ID rows containing values greater than corresponding values based on a criteria from another row - pandas

I have a grouped dataframe. I have created a flag that identifies if values in a row are less than the group maximums. This works fine. However I want to unflag rows where the value contained in a third column is greater than the value in the same (third) column within each group. I have a feeling there shoule be an elegant and pythonic way to do this but I can't figure it out.
The flag I have shown in the code compares the maximum value of tour_duration within each hh_id to the corresponding value of "comp_expr" and if found less, assigns "1" to the column flag. However, I want values in the flag column to be 0 if min(arrivaltime) for each subgroup tour_id > max(arrivaltime) for the tour_id whose tour_duration is found to be maximum within each hh_id. For example, in the given data, tour_id 16300 has the highest value of tour_duration.

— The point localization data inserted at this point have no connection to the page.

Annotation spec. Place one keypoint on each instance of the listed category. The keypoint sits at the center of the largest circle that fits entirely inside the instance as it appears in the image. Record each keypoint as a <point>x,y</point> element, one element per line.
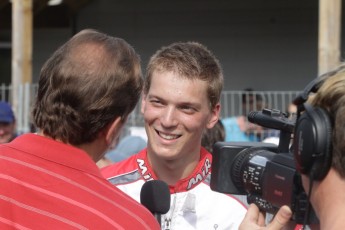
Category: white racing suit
<point>193,204</point>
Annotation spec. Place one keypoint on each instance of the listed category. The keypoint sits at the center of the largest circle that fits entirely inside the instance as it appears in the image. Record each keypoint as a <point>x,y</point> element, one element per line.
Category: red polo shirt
<point>45,184</point>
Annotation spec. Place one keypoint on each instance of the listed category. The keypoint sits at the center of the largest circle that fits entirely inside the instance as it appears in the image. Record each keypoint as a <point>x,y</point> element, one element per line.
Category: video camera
<point>266,173</point>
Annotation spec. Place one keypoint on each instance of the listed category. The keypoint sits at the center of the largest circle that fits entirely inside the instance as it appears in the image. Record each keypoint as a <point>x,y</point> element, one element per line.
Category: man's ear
<point>143,102</point>
<point>214,117</point>
<point>113,131</point>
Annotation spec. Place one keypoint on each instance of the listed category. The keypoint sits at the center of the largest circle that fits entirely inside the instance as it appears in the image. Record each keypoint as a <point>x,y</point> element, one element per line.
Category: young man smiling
<point>179,102</point>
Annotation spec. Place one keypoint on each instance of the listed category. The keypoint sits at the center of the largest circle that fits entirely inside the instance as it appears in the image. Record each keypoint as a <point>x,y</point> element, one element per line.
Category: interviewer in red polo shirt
<point>49,180</point>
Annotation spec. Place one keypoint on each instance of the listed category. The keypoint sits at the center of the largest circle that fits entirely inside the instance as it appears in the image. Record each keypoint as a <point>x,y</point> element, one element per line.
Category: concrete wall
<point>263,44</point>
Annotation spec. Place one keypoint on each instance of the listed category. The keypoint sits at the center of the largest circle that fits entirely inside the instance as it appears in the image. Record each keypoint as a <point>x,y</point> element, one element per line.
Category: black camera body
<point>266,173</point>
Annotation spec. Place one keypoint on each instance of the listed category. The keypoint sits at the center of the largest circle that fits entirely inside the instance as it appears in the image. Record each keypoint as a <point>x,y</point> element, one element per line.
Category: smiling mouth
<point>167,136</point>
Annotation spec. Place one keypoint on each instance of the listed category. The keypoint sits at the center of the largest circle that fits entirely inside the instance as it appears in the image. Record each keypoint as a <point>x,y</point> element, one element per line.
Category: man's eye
<point>188,109</point>
<point>156,102</point>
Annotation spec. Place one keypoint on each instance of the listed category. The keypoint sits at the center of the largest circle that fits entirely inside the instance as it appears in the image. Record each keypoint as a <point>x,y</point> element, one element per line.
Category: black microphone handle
<point>158,218</point>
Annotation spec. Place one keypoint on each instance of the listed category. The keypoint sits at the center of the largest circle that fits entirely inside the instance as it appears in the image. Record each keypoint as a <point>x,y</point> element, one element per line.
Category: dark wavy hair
<point>88,82</point>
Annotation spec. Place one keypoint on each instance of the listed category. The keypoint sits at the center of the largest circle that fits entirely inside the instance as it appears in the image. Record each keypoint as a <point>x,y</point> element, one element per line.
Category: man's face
<point>176,111</point>
<point>7,131</point>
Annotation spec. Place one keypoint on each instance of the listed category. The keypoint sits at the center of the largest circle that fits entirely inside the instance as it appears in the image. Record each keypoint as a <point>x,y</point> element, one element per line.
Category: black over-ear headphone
<point>312,144</point>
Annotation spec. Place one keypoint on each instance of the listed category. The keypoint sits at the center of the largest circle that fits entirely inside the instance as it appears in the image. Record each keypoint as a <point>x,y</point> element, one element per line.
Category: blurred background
<point>271,46</point>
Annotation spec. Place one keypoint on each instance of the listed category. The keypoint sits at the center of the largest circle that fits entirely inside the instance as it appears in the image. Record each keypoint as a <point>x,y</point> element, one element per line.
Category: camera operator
<point>323,172</point>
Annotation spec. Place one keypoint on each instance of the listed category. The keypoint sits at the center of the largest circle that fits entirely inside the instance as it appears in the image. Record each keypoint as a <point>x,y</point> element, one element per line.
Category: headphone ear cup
<point>312,142</point>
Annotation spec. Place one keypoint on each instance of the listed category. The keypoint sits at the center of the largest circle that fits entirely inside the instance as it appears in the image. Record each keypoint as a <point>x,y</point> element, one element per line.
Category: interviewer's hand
<point>254,219</point>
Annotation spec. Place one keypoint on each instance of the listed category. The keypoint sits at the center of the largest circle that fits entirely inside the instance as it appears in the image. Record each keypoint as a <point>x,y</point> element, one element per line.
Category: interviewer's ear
<point>113,131</point>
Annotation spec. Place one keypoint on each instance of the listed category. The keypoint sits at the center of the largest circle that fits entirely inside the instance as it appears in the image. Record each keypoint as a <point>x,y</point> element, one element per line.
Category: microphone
<point>155,196</point>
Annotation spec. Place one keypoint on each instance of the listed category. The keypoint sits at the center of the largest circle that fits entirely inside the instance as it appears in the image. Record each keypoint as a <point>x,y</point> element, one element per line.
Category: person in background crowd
<point>49,180</point>
<point>7,123</point>
<point>238,128</point>
<point>211,136</point>
<point>180,100</point>
<point>127,146</point>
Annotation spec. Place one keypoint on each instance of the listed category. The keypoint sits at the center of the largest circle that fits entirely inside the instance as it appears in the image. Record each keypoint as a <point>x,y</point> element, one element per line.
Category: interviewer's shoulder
<point>119,168</point>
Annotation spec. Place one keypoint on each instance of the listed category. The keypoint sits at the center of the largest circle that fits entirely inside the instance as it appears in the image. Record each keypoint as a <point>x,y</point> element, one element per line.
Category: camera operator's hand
<point>254,219</point>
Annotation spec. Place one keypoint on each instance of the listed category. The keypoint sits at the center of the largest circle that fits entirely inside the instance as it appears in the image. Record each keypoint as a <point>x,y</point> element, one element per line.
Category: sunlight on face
<point>176,111</point>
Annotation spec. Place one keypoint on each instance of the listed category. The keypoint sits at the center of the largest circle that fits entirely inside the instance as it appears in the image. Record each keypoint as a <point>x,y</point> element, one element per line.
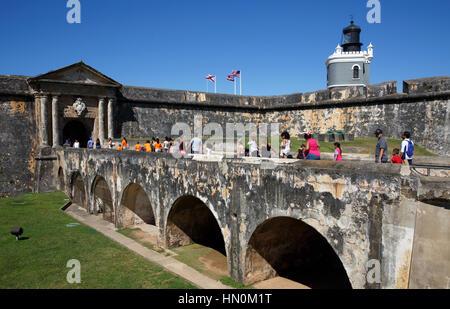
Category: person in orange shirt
<point>148,146</point>
<point>158,145</point>
<point>138,147</point>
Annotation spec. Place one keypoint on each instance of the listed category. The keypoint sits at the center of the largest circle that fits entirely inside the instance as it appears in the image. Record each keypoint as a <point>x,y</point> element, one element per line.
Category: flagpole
<point>240,84</point>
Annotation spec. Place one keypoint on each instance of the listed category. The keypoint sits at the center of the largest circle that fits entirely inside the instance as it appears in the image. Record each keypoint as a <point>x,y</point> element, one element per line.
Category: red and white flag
<point>211,78</point>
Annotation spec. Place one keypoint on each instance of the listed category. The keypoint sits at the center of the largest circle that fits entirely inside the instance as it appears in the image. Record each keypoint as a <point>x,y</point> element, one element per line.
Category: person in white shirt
<point>285,148</point>
<point>253,148</point>
<point>196,145</point>
<point>405,148</point>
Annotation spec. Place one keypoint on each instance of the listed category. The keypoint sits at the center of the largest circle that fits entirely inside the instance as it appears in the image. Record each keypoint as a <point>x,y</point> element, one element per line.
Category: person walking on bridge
<point>407,150</point>
<point>138,147</point>
<point>312,148</point>
<point>381,149</point>
<point>124,144</point>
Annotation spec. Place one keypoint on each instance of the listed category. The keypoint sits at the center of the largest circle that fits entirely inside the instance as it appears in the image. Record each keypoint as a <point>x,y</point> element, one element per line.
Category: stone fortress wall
<point>423,108</point>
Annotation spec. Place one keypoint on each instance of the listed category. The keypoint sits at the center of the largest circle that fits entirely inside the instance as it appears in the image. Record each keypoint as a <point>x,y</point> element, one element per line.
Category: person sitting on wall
<point>407,149</point>
<point>138,147</point>
<point>181,147</point>
<point>337,152</point>
<point>158,145</point>
<point>124,144</point>
<point>67,143</point>
<point>312,148</point>
<point>153,144</point>
<point>90,143</point>
<point>301,155</point>
<point>396,159</point>
<point>148,147</point>
<point>285,146</point>
<point>253,148</point>
<point>196,145</point>
<point>381,149</point>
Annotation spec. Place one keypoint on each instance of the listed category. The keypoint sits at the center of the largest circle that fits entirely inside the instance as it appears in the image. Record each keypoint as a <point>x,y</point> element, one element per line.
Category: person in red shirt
<point>396,159</point>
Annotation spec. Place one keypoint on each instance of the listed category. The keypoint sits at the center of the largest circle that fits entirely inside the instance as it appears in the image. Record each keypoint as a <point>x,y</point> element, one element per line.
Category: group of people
<point>308,151</point>
<point>404,155</point>
<point>153,145</point>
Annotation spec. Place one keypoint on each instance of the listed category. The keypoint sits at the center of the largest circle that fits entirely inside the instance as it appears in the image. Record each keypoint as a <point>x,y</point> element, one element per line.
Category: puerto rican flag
<point>230,78</point>
<point>211,78</point>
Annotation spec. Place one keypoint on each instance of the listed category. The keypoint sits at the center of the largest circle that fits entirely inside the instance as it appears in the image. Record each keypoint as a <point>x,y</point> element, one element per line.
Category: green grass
<point>40,260</point>
<point>230,282</point>
<point>190,255</point>
<point>129,233</point>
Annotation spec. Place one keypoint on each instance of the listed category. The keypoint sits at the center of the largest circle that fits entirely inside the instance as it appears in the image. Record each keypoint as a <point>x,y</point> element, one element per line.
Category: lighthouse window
<point>347,38</point>
<point>356,72</point>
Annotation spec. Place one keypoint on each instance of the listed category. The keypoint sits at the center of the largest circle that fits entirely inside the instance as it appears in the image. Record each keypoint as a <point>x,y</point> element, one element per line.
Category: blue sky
<point>280,46</point>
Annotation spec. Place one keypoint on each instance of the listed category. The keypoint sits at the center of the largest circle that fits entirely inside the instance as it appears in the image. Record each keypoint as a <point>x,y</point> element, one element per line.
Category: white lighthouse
<point>348,65</point>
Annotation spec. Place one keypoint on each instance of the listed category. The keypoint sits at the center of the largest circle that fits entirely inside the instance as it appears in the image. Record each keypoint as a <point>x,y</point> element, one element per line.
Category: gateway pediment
<point>78,73</point>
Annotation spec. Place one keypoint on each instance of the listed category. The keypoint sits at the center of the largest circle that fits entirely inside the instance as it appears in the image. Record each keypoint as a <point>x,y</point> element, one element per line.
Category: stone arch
<point>61,180</point>
<point>135,207</point>
<point>76,130</point>
<point>102,198</point>
<point>189,221</point>
<point>290,248</point>
<point>77,190</point>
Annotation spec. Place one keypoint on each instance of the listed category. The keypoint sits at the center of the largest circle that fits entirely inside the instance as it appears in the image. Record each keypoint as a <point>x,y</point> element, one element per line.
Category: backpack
<point>410,151</point>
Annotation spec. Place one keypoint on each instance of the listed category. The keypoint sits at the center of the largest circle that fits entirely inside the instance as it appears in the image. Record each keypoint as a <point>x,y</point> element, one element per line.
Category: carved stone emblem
<point>79,107</point>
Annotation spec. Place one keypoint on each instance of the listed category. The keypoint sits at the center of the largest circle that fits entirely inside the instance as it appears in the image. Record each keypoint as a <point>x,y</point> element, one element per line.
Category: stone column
<point>101,120</point>
<point>111,103</point>
<point>55,122</point>
<point>44,121</point>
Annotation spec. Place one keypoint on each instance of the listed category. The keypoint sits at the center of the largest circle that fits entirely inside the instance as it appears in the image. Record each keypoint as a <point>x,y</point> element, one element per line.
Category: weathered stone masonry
<point>36,110</point>
<point>358,208</point>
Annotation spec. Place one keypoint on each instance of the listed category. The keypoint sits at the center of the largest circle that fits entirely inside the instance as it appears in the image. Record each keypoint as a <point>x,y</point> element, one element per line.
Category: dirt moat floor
<point>206,260</point>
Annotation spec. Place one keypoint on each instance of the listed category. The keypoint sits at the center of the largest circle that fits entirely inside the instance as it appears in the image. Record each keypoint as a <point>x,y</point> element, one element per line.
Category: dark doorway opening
<point>135,207</point>
<point>292,249</point>
<point>75,130</point>
<point>191,221</point>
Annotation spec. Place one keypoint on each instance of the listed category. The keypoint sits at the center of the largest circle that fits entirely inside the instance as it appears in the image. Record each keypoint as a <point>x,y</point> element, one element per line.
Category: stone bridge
<point>324,224</point>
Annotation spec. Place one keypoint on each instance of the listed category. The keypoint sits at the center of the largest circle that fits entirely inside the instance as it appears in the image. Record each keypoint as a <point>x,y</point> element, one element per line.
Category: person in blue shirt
<point>90,143</point>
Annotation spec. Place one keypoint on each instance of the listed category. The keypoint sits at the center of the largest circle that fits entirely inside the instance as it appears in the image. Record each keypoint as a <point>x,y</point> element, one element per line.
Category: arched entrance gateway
<point>135,207</point>
<point>76,130</point>
<point>292,249</point>
<point>191,221</point>
<point>103,202</point>
<point>61,182</point>
<point>78,191</point>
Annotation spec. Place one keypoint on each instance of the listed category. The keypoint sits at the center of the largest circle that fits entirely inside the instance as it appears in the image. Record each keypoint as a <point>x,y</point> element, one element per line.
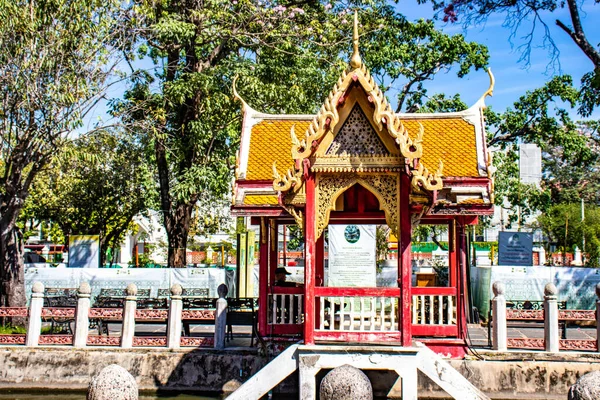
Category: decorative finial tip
<point>355,61</point>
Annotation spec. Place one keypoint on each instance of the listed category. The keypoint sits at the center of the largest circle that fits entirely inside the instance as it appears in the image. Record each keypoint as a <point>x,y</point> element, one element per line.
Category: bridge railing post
<point>551,335</point>
<point>128,329</point>
<point>34,322</point>
<point>221,318</point>
<point>499,334</point>
<point>174,322</point>
<point>82,315</point>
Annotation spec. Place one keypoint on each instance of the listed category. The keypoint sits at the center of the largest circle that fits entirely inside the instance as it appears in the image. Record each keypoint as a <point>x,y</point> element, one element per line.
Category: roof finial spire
<point>355,61</point>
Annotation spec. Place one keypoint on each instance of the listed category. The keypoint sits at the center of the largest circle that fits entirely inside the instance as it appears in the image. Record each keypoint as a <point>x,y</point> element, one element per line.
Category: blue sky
<point>513,79</point>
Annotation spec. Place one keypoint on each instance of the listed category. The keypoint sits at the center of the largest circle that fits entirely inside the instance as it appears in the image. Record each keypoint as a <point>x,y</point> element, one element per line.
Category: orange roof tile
<point>451,140</point>
<point>271,141</point>
<point>260,199</point>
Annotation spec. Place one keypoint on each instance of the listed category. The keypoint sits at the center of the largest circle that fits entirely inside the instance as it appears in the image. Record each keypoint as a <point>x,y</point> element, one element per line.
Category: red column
<point>452,255</point>
<point>309,260</point>
<point>404,261</point>
<point>263,280</point>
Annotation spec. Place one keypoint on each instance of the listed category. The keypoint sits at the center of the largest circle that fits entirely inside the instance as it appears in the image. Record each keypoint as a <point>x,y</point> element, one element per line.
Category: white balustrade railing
<point>286,308</point>
<point>80,315</point>
<point>433,309</point>
<point>361,314</point>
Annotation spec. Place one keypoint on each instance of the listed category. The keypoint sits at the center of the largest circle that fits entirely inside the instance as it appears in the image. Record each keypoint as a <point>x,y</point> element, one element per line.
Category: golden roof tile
<point>260,199</point>
<point>271,141</point>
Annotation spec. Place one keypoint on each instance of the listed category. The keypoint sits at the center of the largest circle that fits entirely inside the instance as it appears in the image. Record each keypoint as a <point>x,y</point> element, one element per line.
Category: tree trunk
<point>12,268</point>
<point>178,226</point>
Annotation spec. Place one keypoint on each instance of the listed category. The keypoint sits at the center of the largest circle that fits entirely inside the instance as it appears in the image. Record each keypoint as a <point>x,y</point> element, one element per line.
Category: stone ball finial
<point>550,289</point>
<point>498,288</point>
<point>113,383</point>
<point>38,287</point>
<point>222,290</point>
<point>346,383</point>
<point>131,289</point>
<point>84,288</point>
<point>176,290</point>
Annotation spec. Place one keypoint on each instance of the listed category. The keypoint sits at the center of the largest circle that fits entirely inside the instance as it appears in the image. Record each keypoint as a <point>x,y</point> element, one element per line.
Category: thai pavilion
<point>358,164</point>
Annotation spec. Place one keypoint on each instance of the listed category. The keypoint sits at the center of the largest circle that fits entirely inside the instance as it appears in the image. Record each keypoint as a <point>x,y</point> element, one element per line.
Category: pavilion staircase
<point>405,361</point>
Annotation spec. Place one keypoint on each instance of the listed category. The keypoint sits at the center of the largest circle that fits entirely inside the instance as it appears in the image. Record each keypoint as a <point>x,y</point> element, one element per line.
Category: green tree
<point>564,226</point>
<point>414,53</point>
<point>530,14</point>
<point>538,117</point>
<point>287,56</point>
<point>96,186</point>
<point>56,60</point>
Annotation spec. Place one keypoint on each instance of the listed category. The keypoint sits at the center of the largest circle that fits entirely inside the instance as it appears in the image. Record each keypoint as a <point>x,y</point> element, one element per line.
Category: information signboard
<point>515,249</point>
<point>352,256</point>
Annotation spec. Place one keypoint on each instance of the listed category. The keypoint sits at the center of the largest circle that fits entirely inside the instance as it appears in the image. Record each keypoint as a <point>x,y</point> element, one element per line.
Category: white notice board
<point>352,256</point>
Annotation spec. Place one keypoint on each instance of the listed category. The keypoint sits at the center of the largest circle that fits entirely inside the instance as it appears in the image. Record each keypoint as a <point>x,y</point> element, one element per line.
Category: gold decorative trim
<point>355,60</point>
<point>358,163</point>
<point>328,117</point>
<point>423,179</point>
<point>386,187</point>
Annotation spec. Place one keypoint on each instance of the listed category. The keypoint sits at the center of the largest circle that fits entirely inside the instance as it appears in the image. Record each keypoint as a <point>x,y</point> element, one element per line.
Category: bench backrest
<point>189,293</point>
<point>121,293</point>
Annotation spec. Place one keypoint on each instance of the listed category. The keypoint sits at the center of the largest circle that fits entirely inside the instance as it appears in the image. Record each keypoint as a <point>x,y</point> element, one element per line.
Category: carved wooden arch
<point>385,187</point>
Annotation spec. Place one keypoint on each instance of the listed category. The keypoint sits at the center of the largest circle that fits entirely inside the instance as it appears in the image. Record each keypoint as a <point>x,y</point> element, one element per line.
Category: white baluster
<point>362,314</point>
<point>373,312</point>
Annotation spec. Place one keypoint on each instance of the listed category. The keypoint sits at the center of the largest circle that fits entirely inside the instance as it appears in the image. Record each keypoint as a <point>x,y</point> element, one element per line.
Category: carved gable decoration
<point>357,136</point>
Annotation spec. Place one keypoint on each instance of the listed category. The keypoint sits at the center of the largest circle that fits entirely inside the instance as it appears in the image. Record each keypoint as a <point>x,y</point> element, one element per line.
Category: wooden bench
<point>527,314</point>
<point>243,312</point>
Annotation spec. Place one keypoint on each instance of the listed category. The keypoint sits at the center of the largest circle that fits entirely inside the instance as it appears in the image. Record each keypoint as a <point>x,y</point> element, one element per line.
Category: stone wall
<point>500,375</point>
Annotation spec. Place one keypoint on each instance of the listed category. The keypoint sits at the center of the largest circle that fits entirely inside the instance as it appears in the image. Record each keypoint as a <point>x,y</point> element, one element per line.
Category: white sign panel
<point>84,251</point>
<point>352,256</point>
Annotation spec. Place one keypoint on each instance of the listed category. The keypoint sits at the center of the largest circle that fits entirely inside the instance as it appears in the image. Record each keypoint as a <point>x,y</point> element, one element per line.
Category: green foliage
<point>562,223</point>
<point>57,60</point>
<point>413,53</point>
<point>526,20</point>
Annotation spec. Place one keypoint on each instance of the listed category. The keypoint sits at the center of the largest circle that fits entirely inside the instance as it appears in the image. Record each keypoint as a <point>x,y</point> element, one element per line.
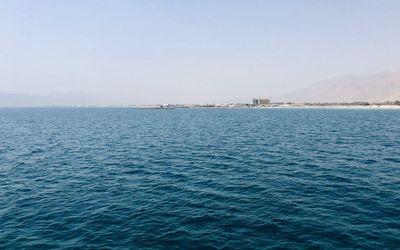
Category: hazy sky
<point>191,51</point>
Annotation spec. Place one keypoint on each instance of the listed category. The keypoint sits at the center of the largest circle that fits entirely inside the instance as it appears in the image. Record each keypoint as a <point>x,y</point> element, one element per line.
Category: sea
<point>124,178</point>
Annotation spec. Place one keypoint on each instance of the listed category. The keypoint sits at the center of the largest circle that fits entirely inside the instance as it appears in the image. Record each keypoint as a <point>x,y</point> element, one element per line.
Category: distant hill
<point>350,88</point>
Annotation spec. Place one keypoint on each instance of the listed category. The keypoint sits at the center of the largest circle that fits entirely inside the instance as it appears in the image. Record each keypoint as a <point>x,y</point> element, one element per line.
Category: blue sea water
<point>81,178</point>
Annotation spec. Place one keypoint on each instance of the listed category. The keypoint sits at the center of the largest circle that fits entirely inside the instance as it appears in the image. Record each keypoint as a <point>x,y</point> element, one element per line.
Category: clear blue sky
<point>192,51</point>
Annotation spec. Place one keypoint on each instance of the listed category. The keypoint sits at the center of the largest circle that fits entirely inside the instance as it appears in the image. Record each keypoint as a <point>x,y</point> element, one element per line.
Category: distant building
<point>260,101</point>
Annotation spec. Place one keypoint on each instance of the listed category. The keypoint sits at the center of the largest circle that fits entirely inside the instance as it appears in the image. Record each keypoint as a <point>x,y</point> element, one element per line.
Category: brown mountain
<point>350,88</point>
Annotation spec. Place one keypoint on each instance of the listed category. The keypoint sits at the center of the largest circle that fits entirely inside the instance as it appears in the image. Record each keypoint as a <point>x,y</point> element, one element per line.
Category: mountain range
<point>379,87</point>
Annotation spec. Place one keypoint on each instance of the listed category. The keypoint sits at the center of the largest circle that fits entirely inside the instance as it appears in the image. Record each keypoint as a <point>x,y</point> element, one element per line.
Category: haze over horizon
<point>130,52</point>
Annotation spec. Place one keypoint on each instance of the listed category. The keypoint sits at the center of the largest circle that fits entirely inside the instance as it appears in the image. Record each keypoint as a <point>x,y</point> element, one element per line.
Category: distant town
<point>266,103</point>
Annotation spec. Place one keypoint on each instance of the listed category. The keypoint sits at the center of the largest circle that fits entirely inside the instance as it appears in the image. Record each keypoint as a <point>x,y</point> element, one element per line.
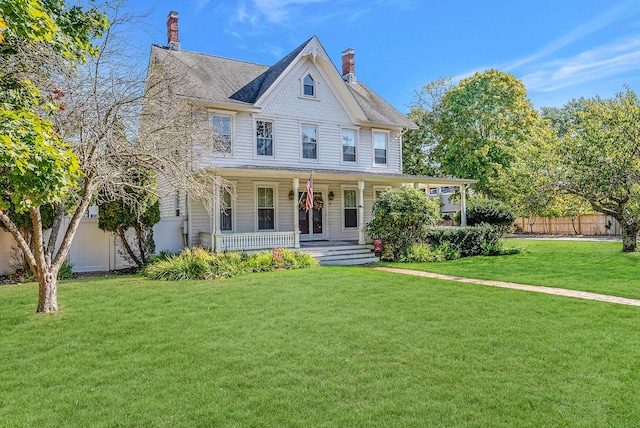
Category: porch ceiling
<point>331,174</point>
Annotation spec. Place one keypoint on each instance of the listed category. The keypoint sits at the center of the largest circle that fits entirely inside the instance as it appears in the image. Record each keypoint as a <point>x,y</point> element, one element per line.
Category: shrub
<point>66,270</point>
<point>401,216</point>
<point>261,262</point>
<point>198,263</point>
<point>467,241</point>
<point>489,211</point>
<point>420,253</point>
<point>416,253</point>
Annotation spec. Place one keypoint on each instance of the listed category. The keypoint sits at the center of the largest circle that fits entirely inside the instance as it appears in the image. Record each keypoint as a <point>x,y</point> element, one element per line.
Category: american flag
<point>309,189</point>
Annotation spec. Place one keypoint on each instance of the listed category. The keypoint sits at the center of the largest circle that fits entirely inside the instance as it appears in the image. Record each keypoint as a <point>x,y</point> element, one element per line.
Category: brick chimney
<point>172,31</point>
<point>348,66</point>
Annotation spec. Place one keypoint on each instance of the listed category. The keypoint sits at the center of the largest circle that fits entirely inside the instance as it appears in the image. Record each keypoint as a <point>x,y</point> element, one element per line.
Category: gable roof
<point>223,81</point>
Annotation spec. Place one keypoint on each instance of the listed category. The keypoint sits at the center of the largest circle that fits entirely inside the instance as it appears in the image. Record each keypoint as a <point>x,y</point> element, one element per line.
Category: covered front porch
<point>268,208</point>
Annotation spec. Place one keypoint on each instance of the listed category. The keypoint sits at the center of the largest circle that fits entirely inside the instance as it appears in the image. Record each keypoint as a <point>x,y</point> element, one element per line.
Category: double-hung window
<point>222,133</point>
<point>264,138</point>
<point>380,148</point>
<point>348,145</point>
<point>350,206</point>
<point>310,142</point>
<point>226,212</point>
<point>266,208</point>
<point>309,86</point>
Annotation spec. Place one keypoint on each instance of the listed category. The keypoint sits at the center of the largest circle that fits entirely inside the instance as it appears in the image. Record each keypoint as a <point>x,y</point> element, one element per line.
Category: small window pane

But tour_id 16200 has min arrivaltime 1080 which is < max(arrivaltime) for tour_id 16300 (960). So flag for all tour_id 16200 should be 0.
Kindly assist.
import pandas as pd
import numpy as np
stops_data = pd.DataFrame({'hh_id': [20044,20044,20044,20044,20044,20044,20044,20044,20044,20044,20044,20122,20122,20122,20122,20122,20122,20122,20122,20122,20122,20122,20122,20122,],'tour_id':[16300,16300,16100,16100,16100,16100,16200,16200,16200,16000,16000,38100,38100,37900,37900,37900,38000,38000,38000,38000,38000,38000,37800,37800],'arrivaltime':[360,960,900,900,900,960,1080,1140,1140,420,840,300,960,780,720,960,1080,1080,1080,1080,1140,1140,480,900],'tour_duration':[600,600,60,60,60,60,60,60,60,420,420,660,660,240,240,240,60,60,60,60,60,60,420,420],'comp_expr':[1350,1350,268,268,268,268,406,406,406,974,974,1568,1568,606,606,606,298,298,298,298,298,298,840,840]})
stops_data['flag'] = np.where(stops_data.groupby(['hh_id'])
['tour_duration'].transform(max) < stops_data['comp_expr'],0,1)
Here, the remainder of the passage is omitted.